# Fat Jax at it again



## Realtor (Oct 1, 2007)

Sunday morning mark (The hired hand) and I decide to see if the boat floats! We hit a few closer in spots and the normal snapper, after snapper. We head to a little deeper water and we get into the snapper, after snapper thing along with a few under sized gags.

Hit another spot and the small AJ's were on fire, Marks hangs a nice fish, runs like there is no tomorrow. Drag is really tight and he is palming the spool. after a little while, there seems to me no life on the end of the line, he ends reeling ina snapper head.

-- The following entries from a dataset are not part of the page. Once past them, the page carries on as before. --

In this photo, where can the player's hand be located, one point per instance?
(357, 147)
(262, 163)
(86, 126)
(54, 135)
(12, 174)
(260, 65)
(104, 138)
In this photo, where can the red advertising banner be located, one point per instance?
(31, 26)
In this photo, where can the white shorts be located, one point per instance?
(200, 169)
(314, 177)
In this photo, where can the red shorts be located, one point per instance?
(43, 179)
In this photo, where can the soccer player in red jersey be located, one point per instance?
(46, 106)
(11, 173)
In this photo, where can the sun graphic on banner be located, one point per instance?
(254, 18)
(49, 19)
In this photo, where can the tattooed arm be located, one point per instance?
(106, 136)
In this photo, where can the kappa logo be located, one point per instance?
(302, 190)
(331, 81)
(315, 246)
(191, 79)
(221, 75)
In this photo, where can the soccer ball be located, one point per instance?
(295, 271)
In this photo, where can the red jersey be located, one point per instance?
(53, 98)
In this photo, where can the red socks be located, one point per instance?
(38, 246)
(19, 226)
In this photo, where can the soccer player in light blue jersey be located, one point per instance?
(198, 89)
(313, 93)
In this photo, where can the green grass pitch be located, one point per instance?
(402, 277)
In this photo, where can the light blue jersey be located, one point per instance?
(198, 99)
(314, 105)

You guessed it, not to go to waste, down goes a shark rig, after about an hour, 5 nice bulls come to the boat. here are a fre pictures:


----------



## Ultralite (Oct 1, 2007)

very nice jim and mark! you guys always find the greysuits...don't know how you do it without a gutt bucket...


----------



## Clay-Doh (Oct 2, 2007)

You 2 are just on fire when it comes to sharks! Dang...I gotta getout with you guys once and learn a lil.



I mostly catch buzzes.


----------



## mpmorr (Oct 3, 2007)

Man that looks like a blast. Congrats on a great trip.


----------



## Runned Over (Sep 6, 2008)

> *mpmorr (12/21/2009)*Man that looks like a blast. Congrats on a great trip.


That looks like alot of pain!!!!!

No gut bucket, and those rods bowed up like that????? That is crazy!!!! :bowdown

Then when you get them to the boat, DANGER!!!! 

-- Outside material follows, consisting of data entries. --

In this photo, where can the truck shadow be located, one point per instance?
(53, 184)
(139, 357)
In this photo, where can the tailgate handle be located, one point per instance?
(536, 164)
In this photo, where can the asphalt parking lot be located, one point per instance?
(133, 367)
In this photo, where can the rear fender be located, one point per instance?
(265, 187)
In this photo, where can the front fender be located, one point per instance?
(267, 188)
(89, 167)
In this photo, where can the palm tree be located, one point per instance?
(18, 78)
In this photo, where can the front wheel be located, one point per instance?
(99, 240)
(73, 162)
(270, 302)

OK I'm ready to try it. (Probably once) With a gut bucket though!!! :baby

Nice job guy's!!! :clap


----------



## nextstep (Jun 27, 2008)

way to go jim and dale, i mean mark. dang mark you really look like dale in that first pic. take it as a compliment.:letsdrink


----------



## Ultralite (Oct 1, 2007)

Earnhart lives!...

what didya catch today mark...missed a trip/call from youthis morning because my azz is on vacation til' next year and i slept til' after 9:00...


----------



## bluffman2 (Nov 22, 2007)

> *Ultralite (12/21/2009)*Earnhart lives!...
> 
> ..


at first i thought he was reffering to "your Dale" and i said ...she is a heckuva lot better looking than that...... mark,no pun intended oke

none the less thanks for the report.....i was WORKING :banghead


----------



## on the rocks (Oct 1, 2007)

> *bluffman2 (12/21/2009)*
> 
> 
> > *Ultralite (12/21/2009)*Earhart lives!...
> ...


me too, went and checked in the mirror to make sure I didn't have a moustache...


----------



## nextstep (Jun 27, 2008)




----------



## bluffman2 (Nov 22, 2007)

> *on the rocks (12/21/2009)*
> 
> 
> > *bluffman2 (12/21/2009)*
> ...


well DID you? oke :moon :grouphug


----------



## bonita dan (Oct 3, 2007)

Shark Murderers! :bowdown


----------



## fishn4real (Sep 28, 2007)

> *on the rocks (12/21/2009)*
> 
> 
> > *bluffman2 (12/21/2009)*
> ...












You cracked my up, LOL, LMAO, SL, CSL, Best laugh I have had in years.


----------